What to do now? The rain is over, the Falcons are dying on the tube, the sun is staging a comeback. Already, my arms and legs are lightening, I’m resurging, I’m pink and healthy as a baby.

The nearby mall is so upscale that even the Vendoland janitor is dressed in a bright red blazer. The mall’s got the requisite atriums, tinted skylights, fountains, and indoor neo-sidewalk cafés. It’s a world-within-the-world; perfect peace and humidity, totally phony, and I love it. The Fiorinal’s done its job. My head is vacant and painless.

It must still be raining on the Chiefs woodsy acres.

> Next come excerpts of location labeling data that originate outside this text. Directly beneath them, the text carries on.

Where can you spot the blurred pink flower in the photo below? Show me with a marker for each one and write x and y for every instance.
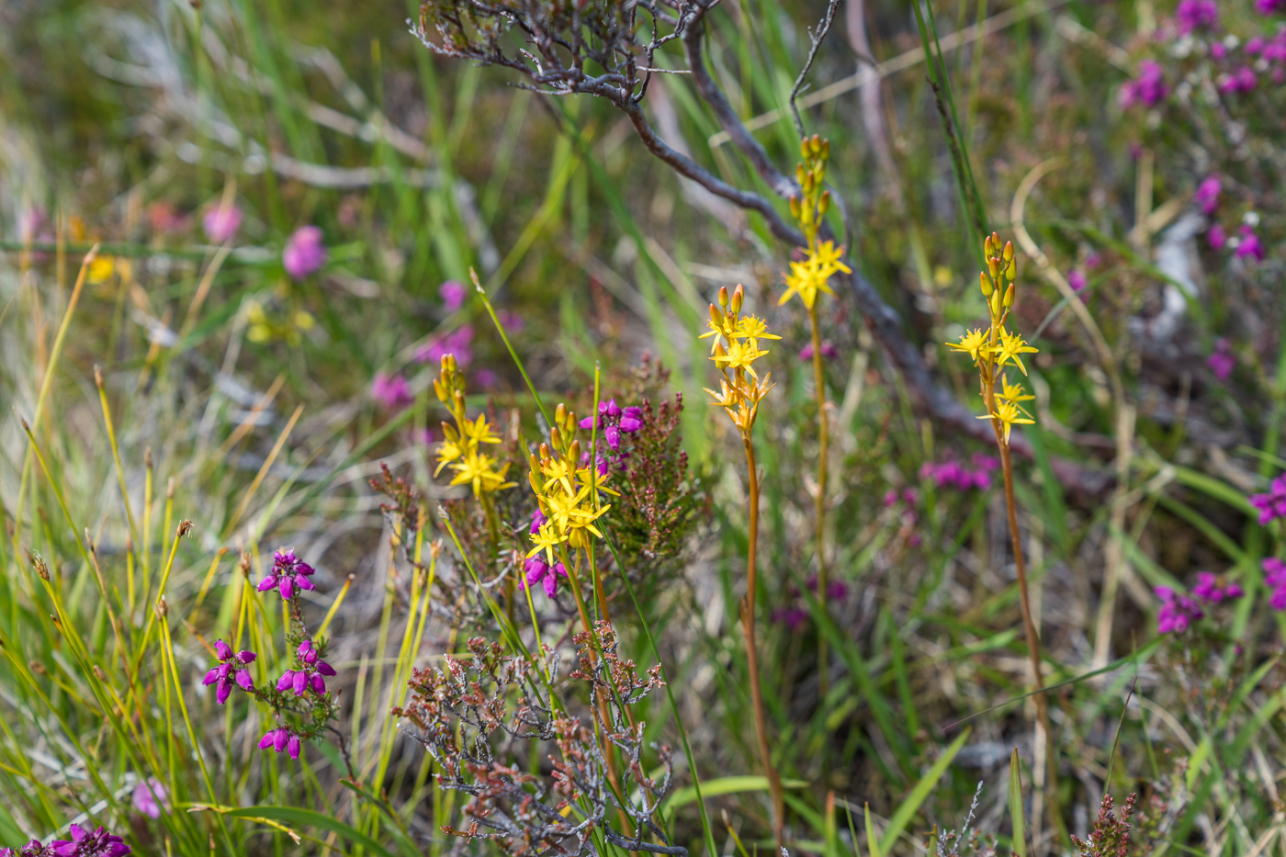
(455, 342)
(149, 798)
(221, 223)
(304, 252)
(392, 393)
(1208, 194)
(1222, 362)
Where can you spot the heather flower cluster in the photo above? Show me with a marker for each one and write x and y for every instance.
(1275, 578)
(1271, 505)
(304, 252)
(84, 843)
(614, 420)
(950, 474)
(289, 574)
(300, 691)
(232, 669)
(1147, 89)
(1179, 610)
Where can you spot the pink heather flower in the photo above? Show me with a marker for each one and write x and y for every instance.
(1250, 245)
(392, 393)
(288, 574)
(455, 342)
(1208, 194)
(1222, 360)
(614, 420)
(1217, 237)
(1208, 589)
(232, 669)
(1271, 505)
(149, 798)
(452, 294)
(221, 223)
(828, 350)
(279, 740)
(1240, 81)
(1196, 14)
(1147, 89)
(792, 618)
(1177, 611)
(1275, 578)
(310, 673)
(540, 571)
(165, 218)
(304, 252)
(84, 843)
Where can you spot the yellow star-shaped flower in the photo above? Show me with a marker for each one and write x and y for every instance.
(972, 344)
(1010, 349)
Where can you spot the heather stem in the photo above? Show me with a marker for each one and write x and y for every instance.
(819, 511)
(747, 620)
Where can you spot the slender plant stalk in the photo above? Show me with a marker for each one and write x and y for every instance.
(819, 511)
(747, 622)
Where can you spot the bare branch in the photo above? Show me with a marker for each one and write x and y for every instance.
(817, 39)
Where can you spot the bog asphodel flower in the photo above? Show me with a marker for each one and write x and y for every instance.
(734, 351)
(570, 496)
(996, 348)
(461, 448)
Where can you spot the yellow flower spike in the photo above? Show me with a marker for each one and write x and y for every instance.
(972, 344)
(1010, 349)
(1010, 416)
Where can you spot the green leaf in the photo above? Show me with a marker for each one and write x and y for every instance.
(723, 785)
(307, 819)
(907, 811)
(1020, 825)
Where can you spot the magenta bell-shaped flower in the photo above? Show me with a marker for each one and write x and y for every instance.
(232, 669)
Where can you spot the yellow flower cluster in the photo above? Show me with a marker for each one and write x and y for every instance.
(569, 494)
(462, 444)
(996, 348)
(736, 348)
(822, 260)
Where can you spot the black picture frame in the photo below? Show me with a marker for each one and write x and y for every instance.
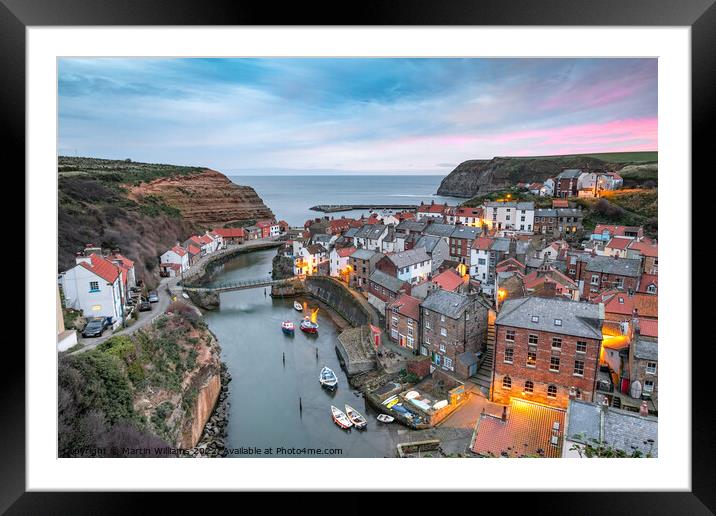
(700, 15)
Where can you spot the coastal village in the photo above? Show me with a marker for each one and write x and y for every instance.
(540, 334)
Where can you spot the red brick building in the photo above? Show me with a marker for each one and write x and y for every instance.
(546, 350)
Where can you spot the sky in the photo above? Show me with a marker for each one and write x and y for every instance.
(353, 115)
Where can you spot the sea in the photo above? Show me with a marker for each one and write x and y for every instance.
(290, 197)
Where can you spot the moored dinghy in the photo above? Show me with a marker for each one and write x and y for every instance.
(340, 418)
(327, 378)
(356, 418)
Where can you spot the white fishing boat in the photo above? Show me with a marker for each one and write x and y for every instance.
(328, 378)
(340, 418)
(385, 418)
(356, 418)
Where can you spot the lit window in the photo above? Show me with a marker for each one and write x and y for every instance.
(509, 355)
(579, 368)
(552, 391)
(507, 382)
(554, 364)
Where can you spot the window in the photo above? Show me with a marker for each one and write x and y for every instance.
(579, 367)
(552, 391)
(554, 364)
(532, 357)
(507, 382)
(509, 355)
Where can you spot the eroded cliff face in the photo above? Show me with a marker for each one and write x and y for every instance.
(478, 177)
(207, 199)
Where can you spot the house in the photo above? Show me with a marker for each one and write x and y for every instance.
(525, 429)
(231, 236)
(370, 236)
(617, 246)
(402, 322)
(383, 289)
(595, 274)
(547, 189)
(452, 324)
(566, 182)
(605, 232)
(449, 280)
(550, 282)
(546, 350)
(461, 240)
(412, 266)
(436, 248)
(339, 262)
(623, 430)
(516, 216)
(175, 261)
(94, 286)
(310, 260)
(362, 263)
(648, 251)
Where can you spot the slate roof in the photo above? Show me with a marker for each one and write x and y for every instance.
(409, 257)
(646, 349)
(578, 319)
(610, 265)
(446, 303)
(528, 431)
(439, 229)
(363, 254)
(386, 280)
(427, 242)
(623, 429)
(570, 173)
(370, 231)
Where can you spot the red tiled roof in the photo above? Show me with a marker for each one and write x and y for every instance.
(102, 268)
(649, 327)
(448, 280)
(646, 280)
(230, 232)
(179, 250)
(528, 429)
(407, 306)
(619, 243)
(482, 243)
(345, 251)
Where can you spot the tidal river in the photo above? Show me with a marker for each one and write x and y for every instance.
(264, 393)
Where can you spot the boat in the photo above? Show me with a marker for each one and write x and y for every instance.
(340, 418)
(309, 327)
(327, 378)
(356, 418)
(385, 418)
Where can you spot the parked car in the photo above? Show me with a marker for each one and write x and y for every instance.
(96, 327)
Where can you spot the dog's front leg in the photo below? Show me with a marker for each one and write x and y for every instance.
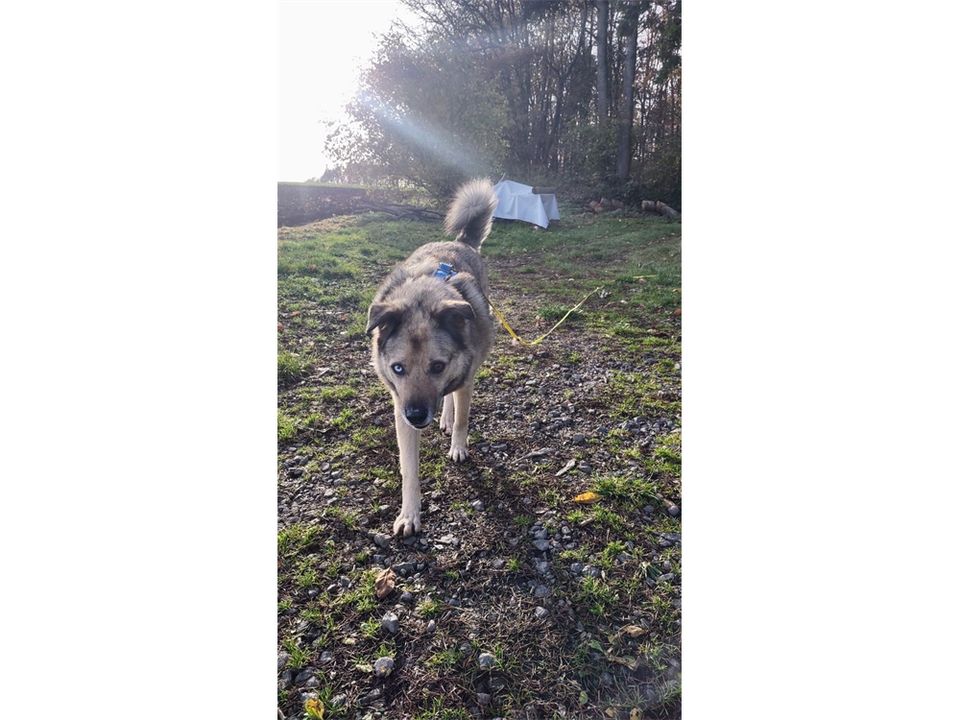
(408, 438)
(446, 417)
(461, 404)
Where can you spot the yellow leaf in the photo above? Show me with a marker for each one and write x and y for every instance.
(632, 630)
(385, 583)
(586, 498)
(314, 709)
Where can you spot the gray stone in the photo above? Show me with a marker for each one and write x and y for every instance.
(303, 676)
(591, 570)
(390, 623)
(371, 697)
(383, 666)
(404, 569)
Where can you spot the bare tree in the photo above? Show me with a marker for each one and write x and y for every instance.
(603, 92)
(629, 32)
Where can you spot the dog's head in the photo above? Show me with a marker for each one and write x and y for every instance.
(421, 349)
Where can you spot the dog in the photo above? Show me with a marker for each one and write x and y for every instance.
(431, 329)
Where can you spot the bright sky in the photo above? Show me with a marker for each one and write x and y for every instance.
(322, 46)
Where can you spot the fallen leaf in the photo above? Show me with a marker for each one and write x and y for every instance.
(632, 630)
(627, 661)
(586, 498)
(314, 709)
(385, 582)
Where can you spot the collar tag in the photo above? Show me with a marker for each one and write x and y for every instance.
(444, 271)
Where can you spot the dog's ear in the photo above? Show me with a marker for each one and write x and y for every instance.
(383, 314)
(454, 313)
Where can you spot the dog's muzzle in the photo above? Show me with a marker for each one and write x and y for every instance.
(417, 416)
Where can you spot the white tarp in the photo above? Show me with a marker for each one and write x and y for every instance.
(516, 201)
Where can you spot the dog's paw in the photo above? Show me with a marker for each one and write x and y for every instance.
(458, 453)
(407, 523)
(446, 420)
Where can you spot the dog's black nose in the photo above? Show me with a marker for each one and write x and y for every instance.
(416, 415)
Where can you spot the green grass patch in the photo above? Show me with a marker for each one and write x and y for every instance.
(290, 367)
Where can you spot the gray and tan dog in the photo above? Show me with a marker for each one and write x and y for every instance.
(431, 329)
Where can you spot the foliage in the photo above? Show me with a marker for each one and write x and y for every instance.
(492, 87)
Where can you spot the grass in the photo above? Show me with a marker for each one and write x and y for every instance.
(624, 348)
(290, 367)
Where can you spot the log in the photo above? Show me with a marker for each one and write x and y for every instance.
(659, 207)
(402, 211)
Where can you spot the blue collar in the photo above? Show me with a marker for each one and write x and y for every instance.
(444, 272)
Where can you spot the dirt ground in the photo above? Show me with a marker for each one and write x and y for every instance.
(515, 600)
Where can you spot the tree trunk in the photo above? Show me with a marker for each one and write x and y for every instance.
(603, 92)
(624, 148)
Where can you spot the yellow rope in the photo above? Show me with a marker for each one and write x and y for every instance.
(506, 325)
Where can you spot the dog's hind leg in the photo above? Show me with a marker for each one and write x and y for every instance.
(461, 404)
(408, 438)
(446, 416)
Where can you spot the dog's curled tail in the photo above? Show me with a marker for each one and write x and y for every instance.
(471, 213)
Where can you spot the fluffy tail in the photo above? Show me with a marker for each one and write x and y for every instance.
(471, 213)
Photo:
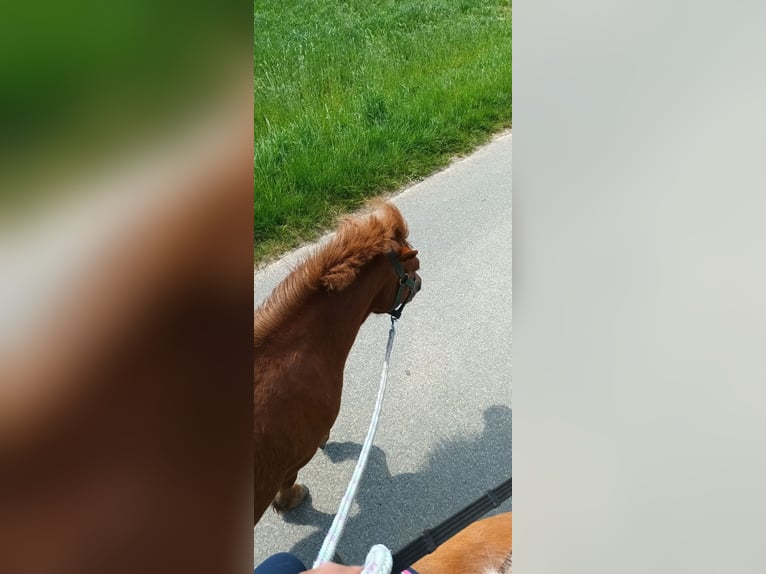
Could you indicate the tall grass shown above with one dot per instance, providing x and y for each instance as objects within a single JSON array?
[{"x": 354, "y": 98}]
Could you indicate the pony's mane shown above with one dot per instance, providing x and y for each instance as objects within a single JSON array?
[{"x": 335, "y": 265}]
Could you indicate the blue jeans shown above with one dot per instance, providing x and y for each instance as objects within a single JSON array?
[{"x": 282, "y": 563}]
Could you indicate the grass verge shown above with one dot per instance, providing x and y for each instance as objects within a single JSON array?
[{"x": 356, "y": 98}]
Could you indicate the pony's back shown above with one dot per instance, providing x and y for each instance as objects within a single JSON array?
[{"x": 483, "y": 547}]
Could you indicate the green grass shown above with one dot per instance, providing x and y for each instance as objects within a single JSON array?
[{"x": 356, "y": 98}]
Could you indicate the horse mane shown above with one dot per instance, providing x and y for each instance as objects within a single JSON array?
[{"x": 334, "y": 266}]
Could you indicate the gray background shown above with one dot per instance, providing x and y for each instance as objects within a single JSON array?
[
  {"x": 445, "y": 433},
  {"x": 639, "y": 287}
]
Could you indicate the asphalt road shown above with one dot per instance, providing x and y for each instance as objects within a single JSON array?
[{"x": 444, "y": 436}]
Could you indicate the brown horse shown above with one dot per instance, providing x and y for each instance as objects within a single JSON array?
[
  {"x": 483, "y": 547},
  {"x": 302, "y": 336}
]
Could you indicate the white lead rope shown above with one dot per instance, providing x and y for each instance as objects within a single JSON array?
[{"x": 379, "y": 555}]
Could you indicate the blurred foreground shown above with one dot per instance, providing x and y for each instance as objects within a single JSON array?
[{"x": 125, "y": 289}]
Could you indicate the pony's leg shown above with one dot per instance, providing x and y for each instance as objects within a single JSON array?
[{"x": 290, "y": 495}]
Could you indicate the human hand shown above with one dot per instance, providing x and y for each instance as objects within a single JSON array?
[{"x": 332, "y": 568}]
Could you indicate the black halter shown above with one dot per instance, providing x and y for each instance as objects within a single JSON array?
[{"x": 404, "y": 281}]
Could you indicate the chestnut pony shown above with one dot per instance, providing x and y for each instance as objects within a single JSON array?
[
  {"x": 483, "y": 547},
  {"x": 303, "y": 334}
]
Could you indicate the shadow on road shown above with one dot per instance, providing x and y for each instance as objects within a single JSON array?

I walk into an art framer’s. It’s the only empty store and the woman behind the counter, a Buckhead version of Liv Ullmann, with a wide sympathetic face, doesn’t seem to mind that I don’t look like a serious shopper. I give her my toothiest.

“Just looking,” I apologize.

“Why?”

“That’s a very reasonable question,” I say. She is neatly and expensively dressed; at least, everything looks color coordinated and natural fiberish. She seems many cuts above mall sales assistant.

Besides, Blanquita thinks she’s too good for me.

“Don’t tell me you have something to frame,” she says, laughing. “And I know you wouldn’t buy the junk on these walls.” She’s really a great saleslady. She’s narrowed my choices in about ten seconds. She’s flattered my tastes. Her eyes are the same greenish blue as her paisley sweater vest.